Recently, Murakami et al.
performed a comparative analysis investigating the specific requirements
for HPV16 and HPV11 genome replication in ”infected” basal-like
keratinocytes. They observed that the HPV16 genome, but not HPV11, is
maintained in keratinocytes during tissue culture; however, in the
presence of HPV16 E6 and/or E7, HPV11 genomes also replicated in
cultured tissue cells.25 This finding indicates that
hrHPV E6/E7 oncogenes play a pivotal role in enabling maintenance of
hrHPV genome replication in host cells. If the hrHPV E6/E7 oncogene is
suppressed, the viral genome cannot continue to replicate and the virus
is thereby eliminated. Thus, this finding provides further evidence that
REBACIN®eliminates persistent high-risk HPV infection via targeting and
inhibiting the expression of hrHPV E6/E7 oncogenes.
A pioneer clinical study
in regression of hrHPV associated HSIL
It is well known that hrHPV infection and integration of the hrHPV
genome into the host chromosome are key early events in tumor
progression of cervical lesions. The viral oncoproteins hrHPV E6 and E7
are responsible for initial changes in epithelial cells. Progression
from hrHPV infection of epithelial cells to invasive carcinoma is a
prolonged process, taking at least 15–20 years for transition from
precancerous lesions to invasive carcinoma. During this period
epigenetic changes in oncogenes and tumor suppressor genes occur. After
HPV infects the host’s basal squamous cells, it evades the host’s immune
system and continues to replicate in the basal epithelial cells.

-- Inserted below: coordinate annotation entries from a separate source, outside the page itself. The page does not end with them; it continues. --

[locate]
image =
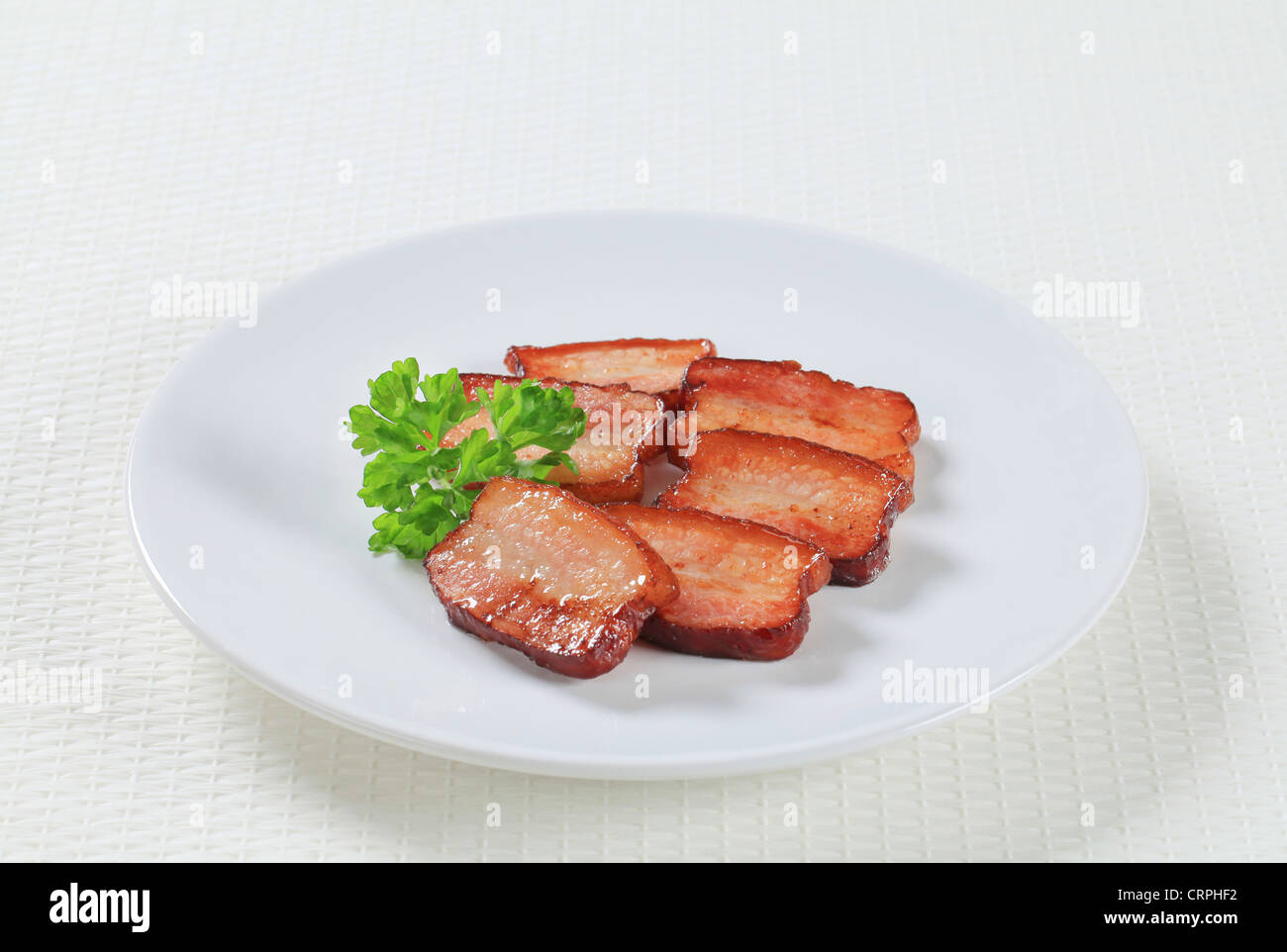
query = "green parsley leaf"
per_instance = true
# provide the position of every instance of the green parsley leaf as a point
(426, 489)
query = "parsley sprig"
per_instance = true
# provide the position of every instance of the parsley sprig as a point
(426, 489)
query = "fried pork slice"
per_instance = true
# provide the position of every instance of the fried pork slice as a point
(742, 584)
(651, 365)
(623, 428)
(776, 397)
(551, 575)
(840, 502)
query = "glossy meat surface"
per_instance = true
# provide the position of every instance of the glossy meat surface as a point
(623, 428)
(779, 398)
(551, 575)
(840, 502)
(652, 365)
(742, 586)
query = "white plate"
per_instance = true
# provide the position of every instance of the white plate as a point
(1028, 472)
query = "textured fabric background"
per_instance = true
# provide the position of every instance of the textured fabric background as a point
(1017, 142)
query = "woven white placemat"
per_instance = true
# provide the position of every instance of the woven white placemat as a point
(1021, 143)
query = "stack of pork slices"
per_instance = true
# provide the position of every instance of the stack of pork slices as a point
(788, 480)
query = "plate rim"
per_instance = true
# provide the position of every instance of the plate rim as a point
(693, 766)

Cervical intraepithelial neoplasia grade 1 (CIN 1) is the stage at which
the virus continues to infect cervical cells. CIN 1 lesions may progress
to CIN 2/3 within 2–3 years of infection.26Therefore, the regression of cervical lesions can be promoted by
inhibiting the expression of hrHPV E6/E7 oncoproteins, restoring the
activity of p53 and pRb tumor suppressors, restoring cellular innate
immunity, and recovering the repair function of cellular DNA. Based on
the previous finding that
REBACIN® can
effectively target and inhibit the expression of viral E6/E7 oncogenes,
several clinical exploratory and pioneering studies have been conducted
on the regression of high-grade cervical intraepithelial neoplasia with
REBACIN® treatment.
REBACIN®-mediated
regression of HSIL
In a recent clinical observation of regression of HSIL (CIN2), 88.89%
(16/18) of patients with HSIL (CIN2) and persistent hrHPV infection
regressed after one to three courses of REBACIN®treatment, and exhibited clearance of hrHPV infection (Table
S1).14
Although variable rates of spontaneous regression have been reported in
patients with CIN2/3,27-29 it is difficult to verify
because of differences in patient enrollment and duration of clinical
observation. In the current study, 88.89% (16/18) of patients with HSIL
(CIN2) displayed not only regression but also clearance of hrHPV
infection, indicating that REBACIN® intervention is
indeed a potential non-invasive therapy for HSIL (CIN2) regression.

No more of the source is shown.